This week I’d like you to recall Hans Christian Andersen’s fairy tale, The Emperor’s New Clothes. This story has a lesson that every business owner needs to consider.
The tale tells of two weavers who promise an emperor a new suit of clothes. But what makes this suit unusual is that it is invisible to those who are unfit for their positions, stupid, or incompetent.
When the weavers complete his suit and pantomime putting it on him, the Emperor parades before his subjects in his new clothes. The nobility see nothing but play along with the charade, not wanting to be shown unfit for their position. The commoners say nothing because they don’t want to be found stupid. No one dares to say that he doesn’t see any suit of clothes. At last a child cries out, “But he isn’t wearing anything at all!” The shocked emperor regains his composure and continues to walk through the crowd as though nothing has changed.
After hearing more than one executive speech, several of us would comment, “This emperor has no clothes.” But not wanting to appear disloyal (or lose our jobs), we feign a certain disingenuous level of support of the latest executive pronouncements.
How might business owners not get caught in this trap?
Warren Buffett’s wisdom about handling mistakes that could blemish Berkshire Hathaway’s brand and reputation are just the antidote.
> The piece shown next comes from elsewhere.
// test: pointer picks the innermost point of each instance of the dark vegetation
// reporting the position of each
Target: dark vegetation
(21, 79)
Buffett has the daunting task of getting 330,000 employees to buy into his approach. When asked how he “controls” all of them, he says that every 2 years he sends a page and a half letter to his 70 CEO/managers outlining principles everyone would agree with:
I tell them that my reputation, Berkshire’s reputation, is in their hands. We’ve got all the money we need. We’d like to make more money but we’ve got all the money we need. We don’t have an ounce of reputation beyond what we need. We can’t afford to lose it. We never will trade reputation away for money.
He has given each CEO tremendous freedoms and tremendous responsibility. They do have a prime directive, however: they are to safeguard the reputation of their part of Berkshire Hathaway. They are to lead their people so that each employee acts as though whatever they say or do will be posted on Facebook or Tweeted to their spouse, kids, mom, grandma and every person important to them.
So, when employees make mistakes, what is that CEO to do? He may be tempted to put on his new clothes and keep up appearances. But I believe Buffett has it right when he says,
“When you find bad news, I say get it right, get it fast, get it out, get it over.”*
Get It Right
Admit the mistake and take full ownership for it. Don’t play the blame game.
Get It Fast
Rather than doing damage (remember GM’s delay in responding to the ignition recall?) address the problem quickly and intelligently.
Get It Out
Take action to resolve the issue—don’t let it linger!
Get It Over
Put it in your rear view mirror as soon as possible. Refocus on where you’re leading your business.
There are many situations when it’s easier to keep pretending your firm isn’t naked. Some of the most common situations business owners tell me about are:
- A smoldering “small” compliance issues;
- not firing an “OK” employee;
- ignoring a so-called non-strategic “issue” in your firm (e.g., having non-mobile ready websites by April 21, 2015);
- tolerating a culture of fear, white lies and in authenticity.
Leadership is about truth-telling and acting quickly and appropriately. You can’t have it both ways—your firm is either naked or properly attired!
*as quoted in http://www.farnamstreetblog.com/2015/04/buffett-on-behavior/
What area in your firm may be wearing the emperor’s clothing?
Originally posted 2015-04-22 12:24:59.